WASHINGTON (AP) –
With commentary on the sunset and a national moment of silence, President Joe Biden on Monday faced the country’s unimaginable loss – half a million Americans in the COVID-19 pandemic – while trying to strike a balance between mourning and hope.
Addressing the “dark and painful milestone” directly and publicly, Biden rose to a pulpit in the White House’s Cross Hall, took off his face mask and gave an emotional compliment to more than 500,000 Americans he said he knew.
“We often hear people being described as ordinary Americans. There is no such thing, ”he said Monday night. “There is nothing common about them. The people we lost were extraordinary. “
“As simple as that,” he added, “many of them took their last breath on their own.”
A president whose own life was marked by family tragedy, Biden spoke in profoundly personal terms, referring to his own losses as he tried to console the large number of Americans whose lives were changed forever by the pandemic.
“I know very well. I know what it is like not to be there when it happens, ”said Biden, who has long approached grief more strongly than perhaps any other American public figure. “I know what it’s like when you’re there, holding their hands, while they look you in the eye and run. That black hole in your chest, you feel like you’re being sucked into it. “

The president, who lost his first wife and daughter in a car accident and later an adult son due to brain cancer, gave sadness a message of hope.
“This nation will smile again. This nation will experience sunny days again. This nation will experience joy again. And in doing so, we will remember each person we lost, the lives they lived, the loved ones they left behind. “
He said: “We have to resist becoming insensitive to sadness. We have to resist seeing each life as a statistic or a blur or on the news. We must do this to honor the dead. But, equally important, taking care of the living. “
The president ordered the flags on federal properties to be reduced to half the frame for five days and then led the moment of community mourning for the lost due to a virus that often prevents people from gathering to remember their loved ones. Monday’s dark limit of 500,000 deaths was happening against contradictory cross-currents: an encouraging decline in coronavirus cases and concerns about the spread of more contagious variants.
Biden’s pandemic management will certainly define at least the first year of his presidency, and his response showed the inherent tension between preparing the nation for the dark weeks ahead and at the same time offering optimism about vaccine distribution. this could eventually end the American tragedy.

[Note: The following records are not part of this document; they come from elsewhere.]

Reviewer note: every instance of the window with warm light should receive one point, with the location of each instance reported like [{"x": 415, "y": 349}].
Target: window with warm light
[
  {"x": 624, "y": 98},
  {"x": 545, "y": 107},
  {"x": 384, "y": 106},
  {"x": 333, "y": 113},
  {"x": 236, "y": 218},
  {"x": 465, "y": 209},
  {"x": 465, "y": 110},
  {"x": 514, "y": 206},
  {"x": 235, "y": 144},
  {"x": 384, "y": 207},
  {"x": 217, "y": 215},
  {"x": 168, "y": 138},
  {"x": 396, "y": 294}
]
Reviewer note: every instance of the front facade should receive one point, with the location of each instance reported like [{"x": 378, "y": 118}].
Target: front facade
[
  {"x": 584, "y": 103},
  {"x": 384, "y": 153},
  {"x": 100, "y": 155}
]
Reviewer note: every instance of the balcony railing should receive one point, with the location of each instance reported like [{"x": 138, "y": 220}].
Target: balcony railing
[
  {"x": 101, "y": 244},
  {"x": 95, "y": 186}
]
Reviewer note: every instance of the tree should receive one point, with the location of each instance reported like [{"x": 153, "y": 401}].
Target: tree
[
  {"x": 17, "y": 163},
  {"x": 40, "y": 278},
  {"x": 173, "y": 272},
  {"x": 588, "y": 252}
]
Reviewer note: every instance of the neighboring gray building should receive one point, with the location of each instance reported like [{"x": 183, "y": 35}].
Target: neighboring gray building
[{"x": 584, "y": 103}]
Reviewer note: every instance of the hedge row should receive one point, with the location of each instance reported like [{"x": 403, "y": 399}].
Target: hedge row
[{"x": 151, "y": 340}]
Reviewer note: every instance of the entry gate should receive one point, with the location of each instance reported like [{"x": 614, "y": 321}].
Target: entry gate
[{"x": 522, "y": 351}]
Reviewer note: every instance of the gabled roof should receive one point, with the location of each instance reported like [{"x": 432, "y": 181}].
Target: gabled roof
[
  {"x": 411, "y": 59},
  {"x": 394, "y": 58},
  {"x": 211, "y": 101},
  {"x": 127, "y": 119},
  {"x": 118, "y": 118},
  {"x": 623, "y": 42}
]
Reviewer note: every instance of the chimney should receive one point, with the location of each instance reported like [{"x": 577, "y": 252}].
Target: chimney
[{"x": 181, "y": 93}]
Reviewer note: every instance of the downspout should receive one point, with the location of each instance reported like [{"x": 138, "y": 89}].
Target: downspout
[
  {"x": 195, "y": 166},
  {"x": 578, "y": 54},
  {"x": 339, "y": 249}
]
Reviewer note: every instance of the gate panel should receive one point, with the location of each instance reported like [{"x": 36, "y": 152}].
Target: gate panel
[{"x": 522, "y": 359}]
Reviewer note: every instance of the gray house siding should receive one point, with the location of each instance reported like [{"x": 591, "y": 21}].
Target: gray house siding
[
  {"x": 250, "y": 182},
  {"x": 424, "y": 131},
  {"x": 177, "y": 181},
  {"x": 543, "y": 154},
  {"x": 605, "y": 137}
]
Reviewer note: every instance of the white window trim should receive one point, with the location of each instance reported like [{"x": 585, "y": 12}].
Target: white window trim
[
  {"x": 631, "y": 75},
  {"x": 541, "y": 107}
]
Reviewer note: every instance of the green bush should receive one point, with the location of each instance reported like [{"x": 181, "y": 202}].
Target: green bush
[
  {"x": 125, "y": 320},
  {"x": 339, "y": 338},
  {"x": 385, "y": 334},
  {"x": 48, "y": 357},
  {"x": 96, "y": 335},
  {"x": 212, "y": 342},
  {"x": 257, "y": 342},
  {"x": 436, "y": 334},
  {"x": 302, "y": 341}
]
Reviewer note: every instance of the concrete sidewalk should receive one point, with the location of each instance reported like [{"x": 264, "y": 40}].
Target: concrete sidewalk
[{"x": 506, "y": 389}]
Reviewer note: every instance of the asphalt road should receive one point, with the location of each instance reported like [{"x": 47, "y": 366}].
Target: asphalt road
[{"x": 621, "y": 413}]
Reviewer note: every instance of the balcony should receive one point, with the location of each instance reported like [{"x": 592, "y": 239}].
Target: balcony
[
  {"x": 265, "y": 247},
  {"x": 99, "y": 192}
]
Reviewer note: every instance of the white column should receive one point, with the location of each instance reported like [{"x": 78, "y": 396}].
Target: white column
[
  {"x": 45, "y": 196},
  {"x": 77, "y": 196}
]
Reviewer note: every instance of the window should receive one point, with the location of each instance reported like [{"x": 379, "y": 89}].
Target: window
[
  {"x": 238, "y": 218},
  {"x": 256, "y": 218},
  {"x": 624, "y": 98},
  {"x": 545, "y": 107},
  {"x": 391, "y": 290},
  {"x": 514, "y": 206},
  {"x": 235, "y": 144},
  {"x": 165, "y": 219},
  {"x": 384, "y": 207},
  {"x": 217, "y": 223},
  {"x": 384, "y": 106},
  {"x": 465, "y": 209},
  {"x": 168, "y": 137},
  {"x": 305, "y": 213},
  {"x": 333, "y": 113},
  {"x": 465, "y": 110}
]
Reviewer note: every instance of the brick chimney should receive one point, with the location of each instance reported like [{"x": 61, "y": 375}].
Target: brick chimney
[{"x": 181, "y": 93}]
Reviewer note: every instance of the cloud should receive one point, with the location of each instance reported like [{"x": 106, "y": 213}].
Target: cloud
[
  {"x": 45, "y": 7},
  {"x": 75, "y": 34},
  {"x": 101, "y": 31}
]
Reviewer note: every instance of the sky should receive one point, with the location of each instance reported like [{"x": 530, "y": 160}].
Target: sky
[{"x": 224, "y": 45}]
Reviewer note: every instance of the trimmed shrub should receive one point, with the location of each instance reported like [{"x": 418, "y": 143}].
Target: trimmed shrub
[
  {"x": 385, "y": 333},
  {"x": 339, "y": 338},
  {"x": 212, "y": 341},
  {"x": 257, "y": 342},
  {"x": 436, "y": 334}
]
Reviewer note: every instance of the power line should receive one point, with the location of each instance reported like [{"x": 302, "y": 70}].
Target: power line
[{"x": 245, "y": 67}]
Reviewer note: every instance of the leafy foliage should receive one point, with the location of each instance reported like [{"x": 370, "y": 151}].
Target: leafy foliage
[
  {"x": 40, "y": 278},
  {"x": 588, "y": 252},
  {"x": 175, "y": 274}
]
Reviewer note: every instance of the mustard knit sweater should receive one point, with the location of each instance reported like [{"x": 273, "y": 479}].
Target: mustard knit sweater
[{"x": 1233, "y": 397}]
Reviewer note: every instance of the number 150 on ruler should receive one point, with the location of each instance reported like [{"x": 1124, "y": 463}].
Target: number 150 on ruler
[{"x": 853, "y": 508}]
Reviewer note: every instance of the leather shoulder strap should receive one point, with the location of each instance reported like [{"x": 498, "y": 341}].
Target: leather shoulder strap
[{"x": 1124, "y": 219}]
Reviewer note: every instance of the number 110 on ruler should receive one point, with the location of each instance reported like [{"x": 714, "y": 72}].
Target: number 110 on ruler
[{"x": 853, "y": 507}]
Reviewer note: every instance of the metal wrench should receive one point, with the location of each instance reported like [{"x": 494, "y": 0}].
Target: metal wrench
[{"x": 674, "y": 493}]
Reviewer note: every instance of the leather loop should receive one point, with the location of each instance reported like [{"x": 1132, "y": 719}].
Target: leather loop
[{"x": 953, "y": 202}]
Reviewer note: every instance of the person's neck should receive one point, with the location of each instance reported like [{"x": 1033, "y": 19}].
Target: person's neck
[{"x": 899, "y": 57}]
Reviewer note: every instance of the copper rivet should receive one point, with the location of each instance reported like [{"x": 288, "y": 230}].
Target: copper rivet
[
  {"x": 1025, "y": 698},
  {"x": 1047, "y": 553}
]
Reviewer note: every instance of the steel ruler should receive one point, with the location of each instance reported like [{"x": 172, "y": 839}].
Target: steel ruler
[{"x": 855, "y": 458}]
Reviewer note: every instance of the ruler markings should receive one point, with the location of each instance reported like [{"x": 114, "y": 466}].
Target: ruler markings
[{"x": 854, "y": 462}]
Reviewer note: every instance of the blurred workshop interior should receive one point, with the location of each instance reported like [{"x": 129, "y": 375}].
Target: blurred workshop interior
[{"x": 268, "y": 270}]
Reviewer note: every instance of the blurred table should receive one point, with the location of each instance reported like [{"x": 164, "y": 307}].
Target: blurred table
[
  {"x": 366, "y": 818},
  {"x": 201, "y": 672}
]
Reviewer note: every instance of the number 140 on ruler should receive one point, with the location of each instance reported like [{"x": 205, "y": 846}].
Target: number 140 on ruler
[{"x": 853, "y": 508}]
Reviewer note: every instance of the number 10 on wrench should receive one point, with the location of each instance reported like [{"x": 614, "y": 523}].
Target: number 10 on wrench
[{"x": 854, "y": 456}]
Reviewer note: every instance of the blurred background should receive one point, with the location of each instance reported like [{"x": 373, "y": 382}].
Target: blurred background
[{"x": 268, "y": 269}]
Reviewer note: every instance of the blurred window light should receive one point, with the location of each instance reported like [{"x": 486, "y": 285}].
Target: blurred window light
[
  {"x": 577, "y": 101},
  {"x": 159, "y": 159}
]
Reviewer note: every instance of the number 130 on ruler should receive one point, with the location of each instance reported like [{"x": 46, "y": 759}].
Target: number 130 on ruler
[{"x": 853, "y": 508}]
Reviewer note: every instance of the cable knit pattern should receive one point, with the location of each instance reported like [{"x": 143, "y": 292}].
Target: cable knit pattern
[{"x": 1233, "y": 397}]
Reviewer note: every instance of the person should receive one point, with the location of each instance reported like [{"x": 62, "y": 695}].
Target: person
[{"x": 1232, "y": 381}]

After he spoke, the President along with First Lady Jill Biden, Vice President Kamala Harris and her husband Doug Emhoff stood in front of the White House for a moment of silence at sunset. A black flag covered the door they passed. Five hundred brightly lit candles – each representing 1,000 lost people – lit the stairs on either side of them while the navy band played a sad version of “Amazing Grace”.
The milestone occurs just over a year after the first coronavirus fatality in the United States. The pandemic has since swept the world and the United States, stressing the country’s health system, shaking its economy and rewriting the rules of everyday society.
In one of his many symbolic breaks with his predecessor, Biden did not shy away from offering memories of the lives lost to the virus. His first stop after arriving in Washington on the eve of his inauguration was to attend a twilight ceremony at the Lincoln Memorial Reflecting Pool to mourn the dead.
That dark moment on the eve of Biden’s inauguration – typically a moment of celebration when America marks the democratic tradition of a peaceful transfer of power – was a measure of the enormity of the loss for the nation.
The total number of COVID-19 deaths in the United States had just exceeded 400,000 when Biden took the oath of office. Another 100,000 died last month.
Former President Donald Trump invariably looked to minimize the total, initially claiming that the virus would go away on its own and, later, stalling on a prediction that America would suffer far fewer than 100,000 deaths. As soon as the total eclipsed that mark, Trump changed gears again and said the scale of losses was actually a success story because it could have been much worse.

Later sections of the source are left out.